C’è anche Andrij, ombroso connazionale della bella Irina, dopo la morte del padre per un incidente nella miniera in cui lavoravano insieme che decide di darsi una possibilità in occidente e dopo mille disavventure, tra cui il lungo viaggio sul vecchio e maleodorante pulmino rock e dei suoi cani, raggiungerà la tanto agognata Sheffield per iniziare con Irina una nuova avventura.
Yola e Marta, polacche e rispettivamente zia e nipote, due ragazze asiatiche chiamate per semplicità Cinese Numero Uno, Song Ying, e Cinese Numero Due, in realtà malese il cui vero nome è Soo Lai Bee, condividono il caravan con Irina e con lei la fuga dal campo di fragole e la ricerca della propria dignità.
Oltre ad Andrij, il gruppo degli uomini è composto da Tomasz, il polacco che accompagna con la sua chitarra i momenti di pausa e proprietario delle scarpe che conferiscono al caravan un odore tanto caratteristico; Vitalij così giovane e così già tanto addentro ai giochi spietati della globalizzazione e infine, Emanuel, pacifico e candido malawaiano alla ricerca della sorella.
Tomasz, in una delle sue riflessioni, descrive perfettamente la loro situazione, leit-motiv del romanzo, facendo capire i sentimenti di un emigrato-persona: un uomo lontano dal suo Paese e non accettato da un Paese che doveva offrirgli semplicemente la dignità: «in preda a uno sconforto così intenso da essere quasi piacevole, ha tirato fuori la chitarra.

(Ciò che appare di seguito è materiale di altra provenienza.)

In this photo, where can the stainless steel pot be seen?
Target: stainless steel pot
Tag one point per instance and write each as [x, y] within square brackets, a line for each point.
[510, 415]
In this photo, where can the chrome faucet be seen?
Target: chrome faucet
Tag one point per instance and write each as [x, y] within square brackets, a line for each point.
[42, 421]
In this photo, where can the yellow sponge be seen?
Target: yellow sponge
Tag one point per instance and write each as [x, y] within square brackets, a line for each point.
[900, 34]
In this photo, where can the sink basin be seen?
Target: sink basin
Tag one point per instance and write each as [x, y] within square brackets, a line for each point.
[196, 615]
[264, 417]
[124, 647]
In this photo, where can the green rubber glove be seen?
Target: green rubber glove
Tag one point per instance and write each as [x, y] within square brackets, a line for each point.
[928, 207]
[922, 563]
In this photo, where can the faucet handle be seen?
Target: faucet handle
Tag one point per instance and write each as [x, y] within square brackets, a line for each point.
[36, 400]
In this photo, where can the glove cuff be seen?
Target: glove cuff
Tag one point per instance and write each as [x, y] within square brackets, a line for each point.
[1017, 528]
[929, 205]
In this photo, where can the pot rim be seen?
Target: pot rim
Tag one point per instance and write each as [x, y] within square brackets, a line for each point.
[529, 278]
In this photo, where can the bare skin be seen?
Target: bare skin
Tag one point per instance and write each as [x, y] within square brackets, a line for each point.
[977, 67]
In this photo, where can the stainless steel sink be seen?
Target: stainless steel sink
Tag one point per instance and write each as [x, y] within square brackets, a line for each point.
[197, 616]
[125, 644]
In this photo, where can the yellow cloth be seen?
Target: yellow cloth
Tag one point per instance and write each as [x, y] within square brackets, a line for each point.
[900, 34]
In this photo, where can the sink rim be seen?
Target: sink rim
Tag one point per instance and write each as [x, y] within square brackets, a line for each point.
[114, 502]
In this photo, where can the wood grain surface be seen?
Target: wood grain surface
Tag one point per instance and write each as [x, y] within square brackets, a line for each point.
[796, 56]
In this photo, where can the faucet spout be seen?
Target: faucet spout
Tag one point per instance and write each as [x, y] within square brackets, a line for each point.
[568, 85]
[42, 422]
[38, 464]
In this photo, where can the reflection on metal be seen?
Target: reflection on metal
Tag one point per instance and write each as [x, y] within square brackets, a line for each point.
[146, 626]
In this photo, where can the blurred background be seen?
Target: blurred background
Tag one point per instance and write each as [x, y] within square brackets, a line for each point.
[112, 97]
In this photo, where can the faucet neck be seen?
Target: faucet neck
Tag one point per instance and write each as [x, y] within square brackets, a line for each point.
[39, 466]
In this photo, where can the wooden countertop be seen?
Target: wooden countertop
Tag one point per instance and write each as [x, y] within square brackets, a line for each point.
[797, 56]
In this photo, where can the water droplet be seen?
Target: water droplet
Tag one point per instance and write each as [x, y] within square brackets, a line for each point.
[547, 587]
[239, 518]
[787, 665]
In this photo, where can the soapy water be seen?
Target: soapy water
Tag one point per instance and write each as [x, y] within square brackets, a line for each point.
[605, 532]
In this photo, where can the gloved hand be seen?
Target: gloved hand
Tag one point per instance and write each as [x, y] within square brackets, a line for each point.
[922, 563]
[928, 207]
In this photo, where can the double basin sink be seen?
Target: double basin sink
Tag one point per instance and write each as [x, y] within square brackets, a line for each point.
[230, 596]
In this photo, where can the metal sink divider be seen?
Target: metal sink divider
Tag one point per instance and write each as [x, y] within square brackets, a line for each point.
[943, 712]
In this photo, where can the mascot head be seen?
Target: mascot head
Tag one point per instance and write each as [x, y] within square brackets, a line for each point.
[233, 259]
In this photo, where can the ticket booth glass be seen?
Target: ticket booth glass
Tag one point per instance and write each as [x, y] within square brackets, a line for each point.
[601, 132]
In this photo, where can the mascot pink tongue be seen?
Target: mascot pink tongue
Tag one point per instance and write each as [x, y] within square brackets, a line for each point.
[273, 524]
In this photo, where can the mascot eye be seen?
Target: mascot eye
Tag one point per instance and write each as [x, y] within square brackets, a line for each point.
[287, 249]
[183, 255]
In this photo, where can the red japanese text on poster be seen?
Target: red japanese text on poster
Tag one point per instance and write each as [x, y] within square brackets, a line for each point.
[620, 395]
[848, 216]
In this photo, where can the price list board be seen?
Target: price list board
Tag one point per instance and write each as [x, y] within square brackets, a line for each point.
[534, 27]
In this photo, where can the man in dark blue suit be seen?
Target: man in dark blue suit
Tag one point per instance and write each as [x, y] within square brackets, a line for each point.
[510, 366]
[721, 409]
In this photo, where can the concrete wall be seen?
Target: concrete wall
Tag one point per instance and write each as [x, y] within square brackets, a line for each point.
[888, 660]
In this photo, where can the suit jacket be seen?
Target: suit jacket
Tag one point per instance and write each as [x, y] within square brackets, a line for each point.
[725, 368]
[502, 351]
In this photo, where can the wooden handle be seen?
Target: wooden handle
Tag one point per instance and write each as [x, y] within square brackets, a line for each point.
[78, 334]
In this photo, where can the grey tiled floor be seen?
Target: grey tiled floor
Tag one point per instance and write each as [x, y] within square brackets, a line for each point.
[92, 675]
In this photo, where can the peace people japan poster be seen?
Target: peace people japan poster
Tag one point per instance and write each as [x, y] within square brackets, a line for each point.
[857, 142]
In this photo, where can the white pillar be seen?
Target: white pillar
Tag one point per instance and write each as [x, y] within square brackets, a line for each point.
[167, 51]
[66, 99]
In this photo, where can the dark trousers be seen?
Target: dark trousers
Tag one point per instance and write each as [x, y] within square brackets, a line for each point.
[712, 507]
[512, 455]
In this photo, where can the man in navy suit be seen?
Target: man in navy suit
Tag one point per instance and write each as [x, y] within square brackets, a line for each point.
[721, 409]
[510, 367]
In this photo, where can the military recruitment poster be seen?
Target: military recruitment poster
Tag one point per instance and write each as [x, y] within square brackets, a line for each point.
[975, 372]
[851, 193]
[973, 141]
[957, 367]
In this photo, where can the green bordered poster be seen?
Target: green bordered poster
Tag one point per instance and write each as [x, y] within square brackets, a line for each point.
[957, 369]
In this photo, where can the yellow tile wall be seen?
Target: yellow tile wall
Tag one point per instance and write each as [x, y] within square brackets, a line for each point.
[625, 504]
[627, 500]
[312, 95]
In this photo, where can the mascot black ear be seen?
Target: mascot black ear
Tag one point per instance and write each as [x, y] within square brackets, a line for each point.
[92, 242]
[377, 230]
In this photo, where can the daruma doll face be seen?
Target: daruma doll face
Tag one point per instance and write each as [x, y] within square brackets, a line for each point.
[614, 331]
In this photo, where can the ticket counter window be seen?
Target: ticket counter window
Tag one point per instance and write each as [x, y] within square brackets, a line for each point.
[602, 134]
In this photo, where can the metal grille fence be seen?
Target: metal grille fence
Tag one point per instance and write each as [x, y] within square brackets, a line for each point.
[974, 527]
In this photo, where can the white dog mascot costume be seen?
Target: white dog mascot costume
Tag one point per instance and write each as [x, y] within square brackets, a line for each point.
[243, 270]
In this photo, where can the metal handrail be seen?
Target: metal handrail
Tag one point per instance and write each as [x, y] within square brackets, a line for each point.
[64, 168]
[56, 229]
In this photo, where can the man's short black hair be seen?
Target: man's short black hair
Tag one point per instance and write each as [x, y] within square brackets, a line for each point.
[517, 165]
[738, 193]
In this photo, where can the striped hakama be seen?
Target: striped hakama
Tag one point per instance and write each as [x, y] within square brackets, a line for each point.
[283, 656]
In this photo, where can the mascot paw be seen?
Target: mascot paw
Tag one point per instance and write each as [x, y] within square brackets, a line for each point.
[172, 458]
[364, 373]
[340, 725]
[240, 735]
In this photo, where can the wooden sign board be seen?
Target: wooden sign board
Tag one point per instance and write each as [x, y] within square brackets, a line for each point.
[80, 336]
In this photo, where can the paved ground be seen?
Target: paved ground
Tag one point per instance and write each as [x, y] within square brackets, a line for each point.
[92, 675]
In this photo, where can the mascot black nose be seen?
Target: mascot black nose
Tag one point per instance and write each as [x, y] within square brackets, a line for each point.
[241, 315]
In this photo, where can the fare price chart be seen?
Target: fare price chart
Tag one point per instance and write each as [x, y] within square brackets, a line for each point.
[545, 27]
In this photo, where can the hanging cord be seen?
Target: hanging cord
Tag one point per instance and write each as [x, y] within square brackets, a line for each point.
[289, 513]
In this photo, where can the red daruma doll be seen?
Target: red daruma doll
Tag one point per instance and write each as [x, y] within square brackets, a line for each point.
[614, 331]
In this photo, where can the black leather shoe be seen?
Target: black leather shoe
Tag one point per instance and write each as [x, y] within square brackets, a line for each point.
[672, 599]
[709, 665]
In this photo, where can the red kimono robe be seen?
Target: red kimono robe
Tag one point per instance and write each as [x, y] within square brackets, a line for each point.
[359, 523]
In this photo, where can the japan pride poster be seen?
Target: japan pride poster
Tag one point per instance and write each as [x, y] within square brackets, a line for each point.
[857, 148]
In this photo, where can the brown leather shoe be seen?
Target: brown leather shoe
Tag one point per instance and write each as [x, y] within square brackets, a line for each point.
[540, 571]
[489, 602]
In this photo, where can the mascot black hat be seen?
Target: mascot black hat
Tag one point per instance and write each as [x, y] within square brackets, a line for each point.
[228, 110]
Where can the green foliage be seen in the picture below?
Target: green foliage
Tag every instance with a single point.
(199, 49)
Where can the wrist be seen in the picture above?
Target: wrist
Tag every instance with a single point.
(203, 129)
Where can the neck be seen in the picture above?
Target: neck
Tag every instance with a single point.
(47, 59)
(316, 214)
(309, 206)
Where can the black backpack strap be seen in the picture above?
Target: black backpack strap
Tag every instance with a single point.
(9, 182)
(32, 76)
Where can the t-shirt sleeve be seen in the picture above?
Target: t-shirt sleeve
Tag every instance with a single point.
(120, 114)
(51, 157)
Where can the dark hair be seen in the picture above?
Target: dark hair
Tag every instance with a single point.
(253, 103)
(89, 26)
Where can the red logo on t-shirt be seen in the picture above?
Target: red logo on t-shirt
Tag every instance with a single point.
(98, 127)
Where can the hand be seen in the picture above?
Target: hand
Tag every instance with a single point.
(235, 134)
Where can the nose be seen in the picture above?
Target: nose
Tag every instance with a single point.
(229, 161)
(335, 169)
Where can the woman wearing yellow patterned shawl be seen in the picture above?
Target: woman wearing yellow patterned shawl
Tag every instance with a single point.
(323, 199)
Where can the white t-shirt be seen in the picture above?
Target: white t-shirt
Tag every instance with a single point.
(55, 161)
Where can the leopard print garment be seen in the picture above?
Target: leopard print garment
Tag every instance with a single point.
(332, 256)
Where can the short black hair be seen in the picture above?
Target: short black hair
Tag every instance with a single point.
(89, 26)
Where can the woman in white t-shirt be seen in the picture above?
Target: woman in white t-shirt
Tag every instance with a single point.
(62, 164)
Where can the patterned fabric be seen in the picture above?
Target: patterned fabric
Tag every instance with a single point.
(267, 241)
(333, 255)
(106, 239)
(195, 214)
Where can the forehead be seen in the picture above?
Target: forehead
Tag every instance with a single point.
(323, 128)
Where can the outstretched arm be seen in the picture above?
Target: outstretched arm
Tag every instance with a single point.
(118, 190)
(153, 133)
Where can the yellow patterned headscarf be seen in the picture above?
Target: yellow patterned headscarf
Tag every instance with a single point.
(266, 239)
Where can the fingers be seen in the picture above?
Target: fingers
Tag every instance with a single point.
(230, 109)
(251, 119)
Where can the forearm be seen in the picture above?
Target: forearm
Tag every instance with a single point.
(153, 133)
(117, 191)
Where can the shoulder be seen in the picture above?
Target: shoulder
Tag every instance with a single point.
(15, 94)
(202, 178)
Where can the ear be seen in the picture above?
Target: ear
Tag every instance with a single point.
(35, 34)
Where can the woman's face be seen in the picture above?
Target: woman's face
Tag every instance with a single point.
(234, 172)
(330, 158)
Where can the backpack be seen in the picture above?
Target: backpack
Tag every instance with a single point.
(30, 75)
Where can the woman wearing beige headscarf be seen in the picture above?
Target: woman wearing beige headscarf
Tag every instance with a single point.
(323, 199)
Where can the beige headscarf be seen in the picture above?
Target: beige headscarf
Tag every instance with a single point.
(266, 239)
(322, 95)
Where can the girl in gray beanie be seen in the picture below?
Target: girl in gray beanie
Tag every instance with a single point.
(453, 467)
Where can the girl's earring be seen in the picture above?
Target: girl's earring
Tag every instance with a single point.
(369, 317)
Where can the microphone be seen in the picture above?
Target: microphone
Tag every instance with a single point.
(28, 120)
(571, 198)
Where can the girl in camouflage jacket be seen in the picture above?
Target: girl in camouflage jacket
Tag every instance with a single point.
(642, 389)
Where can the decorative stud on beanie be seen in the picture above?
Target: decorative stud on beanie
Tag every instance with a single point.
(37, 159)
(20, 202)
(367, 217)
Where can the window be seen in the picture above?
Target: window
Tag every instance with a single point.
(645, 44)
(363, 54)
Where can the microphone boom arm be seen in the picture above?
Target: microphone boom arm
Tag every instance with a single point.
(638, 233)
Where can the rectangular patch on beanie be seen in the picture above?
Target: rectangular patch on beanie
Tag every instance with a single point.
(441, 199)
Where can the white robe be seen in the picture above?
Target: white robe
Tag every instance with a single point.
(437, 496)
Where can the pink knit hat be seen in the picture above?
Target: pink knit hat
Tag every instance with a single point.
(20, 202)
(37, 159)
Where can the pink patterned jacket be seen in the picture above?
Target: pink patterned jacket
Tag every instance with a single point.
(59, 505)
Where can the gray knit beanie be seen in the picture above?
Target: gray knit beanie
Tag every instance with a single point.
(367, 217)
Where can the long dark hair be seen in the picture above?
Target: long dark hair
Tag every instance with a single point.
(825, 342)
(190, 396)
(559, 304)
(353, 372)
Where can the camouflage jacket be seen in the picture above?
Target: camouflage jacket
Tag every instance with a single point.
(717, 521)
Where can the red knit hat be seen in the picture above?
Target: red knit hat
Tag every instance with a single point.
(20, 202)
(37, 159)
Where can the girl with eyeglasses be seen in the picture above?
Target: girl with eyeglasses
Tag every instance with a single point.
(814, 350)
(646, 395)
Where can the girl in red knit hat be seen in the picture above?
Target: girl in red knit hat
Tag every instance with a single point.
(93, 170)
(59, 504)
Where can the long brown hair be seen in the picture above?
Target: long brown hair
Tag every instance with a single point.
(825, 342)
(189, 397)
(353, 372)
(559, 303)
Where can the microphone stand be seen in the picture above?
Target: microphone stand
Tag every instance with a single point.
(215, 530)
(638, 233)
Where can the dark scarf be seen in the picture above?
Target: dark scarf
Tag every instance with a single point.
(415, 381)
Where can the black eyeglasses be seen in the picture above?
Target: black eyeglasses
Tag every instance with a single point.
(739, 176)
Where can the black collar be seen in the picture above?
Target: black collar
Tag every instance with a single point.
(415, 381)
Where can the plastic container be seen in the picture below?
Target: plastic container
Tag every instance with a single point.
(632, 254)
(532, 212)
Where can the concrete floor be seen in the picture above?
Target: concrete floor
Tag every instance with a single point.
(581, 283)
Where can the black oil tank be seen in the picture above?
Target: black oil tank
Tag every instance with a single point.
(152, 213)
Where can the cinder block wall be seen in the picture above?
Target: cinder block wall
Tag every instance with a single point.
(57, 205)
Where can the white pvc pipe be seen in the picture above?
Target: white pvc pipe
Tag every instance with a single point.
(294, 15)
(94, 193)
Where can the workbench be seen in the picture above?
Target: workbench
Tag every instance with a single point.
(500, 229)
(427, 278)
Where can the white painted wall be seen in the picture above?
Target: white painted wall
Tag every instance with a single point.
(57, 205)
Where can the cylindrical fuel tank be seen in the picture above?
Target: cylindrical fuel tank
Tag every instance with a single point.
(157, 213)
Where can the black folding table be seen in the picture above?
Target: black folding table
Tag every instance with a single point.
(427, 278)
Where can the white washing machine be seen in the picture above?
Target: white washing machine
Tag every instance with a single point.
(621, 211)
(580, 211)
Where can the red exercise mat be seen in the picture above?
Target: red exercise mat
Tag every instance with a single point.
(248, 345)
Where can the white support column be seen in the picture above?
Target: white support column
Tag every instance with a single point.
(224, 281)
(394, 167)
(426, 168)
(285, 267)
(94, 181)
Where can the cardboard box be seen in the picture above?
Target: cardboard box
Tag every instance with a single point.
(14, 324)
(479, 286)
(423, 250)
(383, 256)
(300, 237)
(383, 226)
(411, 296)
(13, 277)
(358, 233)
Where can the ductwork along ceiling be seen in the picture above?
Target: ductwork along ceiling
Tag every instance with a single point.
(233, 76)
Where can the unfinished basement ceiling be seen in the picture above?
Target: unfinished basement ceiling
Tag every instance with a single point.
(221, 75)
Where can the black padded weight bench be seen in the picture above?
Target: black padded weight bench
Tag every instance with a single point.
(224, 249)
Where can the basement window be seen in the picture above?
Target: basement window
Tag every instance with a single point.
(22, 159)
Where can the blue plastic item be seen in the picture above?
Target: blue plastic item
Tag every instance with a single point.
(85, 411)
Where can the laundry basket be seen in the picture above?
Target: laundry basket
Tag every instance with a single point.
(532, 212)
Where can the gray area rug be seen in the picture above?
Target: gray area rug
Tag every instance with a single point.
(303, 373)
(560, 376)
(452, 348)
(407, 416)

La sua situazione era quella. Che cos’era diventato, se non un frammento di umanità spezzata e schiacciata, trascinato dalla corrente su una remota costa sconosciuta? Ecco dove lo aveva portato il suo viaggio».
Poi c’è Cane, il fedele amico che aiuterà Andrij e Irina e che con le sue pulsazioni e bisogni darà al lettore, di capitolo in capitolo, il brutale e veritiero bollettino della fuga dei suoi amici uomini.

Le pagine scorrono velocemente, gli intrecci delle vite dei protagonisti catturano l’attenzione, il linguaggio aiuta a capire le diverse personalità, Yola, Irina, Cane e le lettere di Emauel sono i principali affabulatori. L’emigrata ucraina Marina Lewycka, ormai insegnate alla Sheffield Hallam University, descrive le conseguenze dell’apertura dei confini territoriali, la speranza di chi sogna una vita libera e la ricerca di districarsi dalle briglie della troppo decantata globalizzazione. La storia personale della scrittrice, la sua esperienza da profuga in Germania e la nuova vita inglese animano ogni parola del suo libro.

Marina Lewycka, Strawberry fields, Mondadori, 2008, pp.374, € 16.50.